И казалось, сидеть бы ему так, сидеть всю жизнь, гадать и загадывать…
А когда подымался между братьями спор, он ни с кем не соглашался, но и своей отповеди не давал.
Во всех его ответах звучало тысяча правд, и все они, как листочки на ветке, жили на одной правде, но имя ее он не умел высказать, и, путаясь, мучился.
И, измученный, принимался за рояль.
Пел.
Пел так чисто и ярко, до слез и восторга.
И, напевшись вдосталь, шел наверх, садился у окна за пиво и молча просиживал часы, день, день и вечер, вечер…
День роспуска на Святую был в этот год редким даем в жизни Пети: до экзамена его допустили, и пришел конец его долголетнего гимназического мытарства.

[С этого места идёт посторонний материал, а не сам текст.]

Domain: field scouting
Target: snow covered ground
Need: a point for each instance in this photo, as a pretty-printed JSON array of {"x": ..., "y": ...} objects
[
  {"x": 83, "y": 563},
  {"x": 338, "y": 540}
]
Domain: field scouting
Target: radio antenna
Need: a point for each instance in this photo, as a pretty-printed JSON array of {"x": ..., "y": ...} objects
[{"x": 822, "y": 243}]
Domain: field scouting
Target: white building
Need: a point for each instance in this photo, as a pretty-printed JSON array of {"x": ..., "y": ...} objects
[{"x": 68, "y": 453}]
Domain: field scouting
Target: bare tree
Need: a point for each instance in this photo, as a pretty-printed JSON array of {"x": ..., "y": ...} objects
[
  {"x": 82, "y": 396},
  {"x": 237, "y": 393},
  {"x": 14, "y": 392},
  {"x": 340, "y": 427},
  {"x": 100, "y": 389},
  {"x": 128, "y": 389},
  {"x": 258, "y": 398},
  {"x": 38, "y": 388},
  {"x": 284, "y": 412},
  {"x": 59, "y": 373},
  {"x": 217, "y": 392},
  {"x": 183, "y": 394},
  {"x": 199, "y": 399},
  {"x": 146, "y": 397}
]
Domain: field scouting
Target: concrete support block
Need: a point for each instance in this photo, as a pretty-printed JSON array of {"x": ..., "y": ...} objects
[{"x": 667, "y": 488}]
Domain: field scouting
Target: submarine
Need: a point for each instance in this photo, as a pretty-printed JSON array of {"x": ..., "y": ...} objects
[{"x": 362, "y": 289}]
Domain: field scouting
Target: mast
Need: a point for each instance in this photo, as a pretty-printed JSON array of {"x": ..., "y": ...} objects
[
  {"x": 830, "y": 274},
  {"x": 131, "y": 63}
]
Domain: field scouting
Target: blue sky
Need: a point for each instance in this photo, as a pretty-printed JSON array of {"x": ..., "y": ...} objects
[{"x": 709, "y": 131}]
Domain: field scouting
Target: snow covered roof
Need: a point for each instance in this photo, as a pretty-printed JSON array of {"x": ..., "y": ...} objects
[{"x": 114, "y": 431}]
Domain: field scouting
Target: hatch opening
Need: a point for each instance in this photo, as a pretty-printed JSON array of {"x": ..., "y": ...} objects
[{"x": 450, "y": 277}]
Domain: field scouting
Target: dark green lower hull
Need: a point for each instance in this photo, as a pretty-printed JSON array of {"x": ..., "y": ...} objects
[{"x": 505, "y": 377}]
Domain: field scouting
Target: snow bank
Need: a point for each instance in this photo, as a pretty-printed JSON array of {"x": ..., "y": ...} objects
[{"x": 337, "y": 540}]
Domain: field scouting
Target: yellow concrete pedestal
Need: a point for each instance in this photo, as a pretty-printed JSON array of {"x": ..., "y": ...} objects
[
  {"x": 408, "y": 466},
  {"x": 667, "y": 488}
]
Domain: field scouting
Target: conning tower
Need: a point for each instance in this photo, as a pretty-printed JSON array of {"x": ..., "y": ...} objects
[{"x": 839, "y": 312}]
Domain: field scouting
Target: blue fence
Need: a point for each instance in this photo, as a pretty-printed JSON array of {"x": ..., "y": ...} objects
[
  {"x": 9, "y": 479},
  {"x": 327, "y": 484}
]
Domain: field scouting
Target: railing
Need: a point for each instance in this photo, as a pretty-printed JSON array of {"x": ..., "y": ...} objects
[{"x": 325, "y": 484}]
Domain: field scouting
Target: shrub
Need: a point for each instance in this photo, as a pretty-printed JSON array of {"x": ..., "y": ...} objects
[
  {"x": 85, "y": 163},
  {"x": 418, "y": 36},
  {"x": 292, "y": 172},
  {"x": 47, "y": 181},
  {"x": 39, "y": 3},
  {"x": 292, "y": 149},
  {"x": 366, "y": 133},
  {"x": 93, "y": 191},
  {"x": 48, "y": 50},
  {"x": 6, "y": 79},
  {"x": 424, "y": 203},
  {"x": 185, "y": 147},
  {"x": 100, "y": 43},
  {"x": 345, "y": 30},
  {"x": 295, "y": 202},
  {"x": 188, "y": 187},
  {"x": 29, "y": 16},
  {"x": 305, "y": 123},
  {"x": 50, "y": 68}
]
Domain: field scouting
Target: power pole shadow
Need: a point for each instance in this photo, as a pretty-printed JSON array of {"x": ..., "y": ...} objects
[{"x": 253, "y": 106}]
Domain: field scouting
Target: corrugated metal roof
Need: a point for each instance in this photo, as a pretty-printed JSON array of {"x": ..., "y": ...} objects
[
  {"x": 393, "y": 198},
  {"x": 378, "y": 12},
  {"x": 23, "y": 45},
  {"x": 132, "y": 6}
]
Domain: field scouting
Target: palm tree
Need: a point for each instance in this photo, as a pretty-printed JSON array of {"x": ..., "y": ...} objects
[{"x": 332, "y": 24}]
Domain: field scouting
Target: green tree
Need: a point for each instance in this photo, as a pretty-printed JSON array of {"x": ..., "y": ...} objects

Целых двенадцать лет таскал он ранец, двенадцать лет долбила, долбила проклятая гимназия.
Хуже тюрьмы.
По давно данному обещанию была всеобщая попойка и, по обещанию же, торжественно Петя лег посередь улицы в лужу, бултыхаясь, грязнил и мазал проклятую шинель.
А Прометей, коноводясь и развертываясь, накачался до такой одури, — сряду два дня без просыпу спал и, очухавшись только на третье утро, совсем обалдел и никак не мог отчета себе дать, где он, и кто вокруг него, и как зовут его: только одну Эрих, ненавистную тетку, он чувствовал и морщился, моргал, как от какого-то света яркого.
— Очхнись, полоумный! — усовещевала Эрих, — мать родную не узнать! — нечистому, видно, и душу-то свою собачью пропил. Господи, никаких концов не найти!
— Насосался!
— Напущено, девушка, — горевала Прасковья, — и молитва не помогает.
И долго-долго возились с помутневшим человеком, щипали и щекотали его, легонько перышком в носу шевелили, горчицей мазали, пока он не сорвался из комнаты вон на воздух.
И там метался, как ошалелый, и не мог прийти в себя, успокоиться. И вдруг схватил полено и с какой-то тупой радостью ударил в подвернувшуюся собачонку, будто в ней его тревога, все безумие хоронилось. С перешибленной лапкой, визжала собачонка.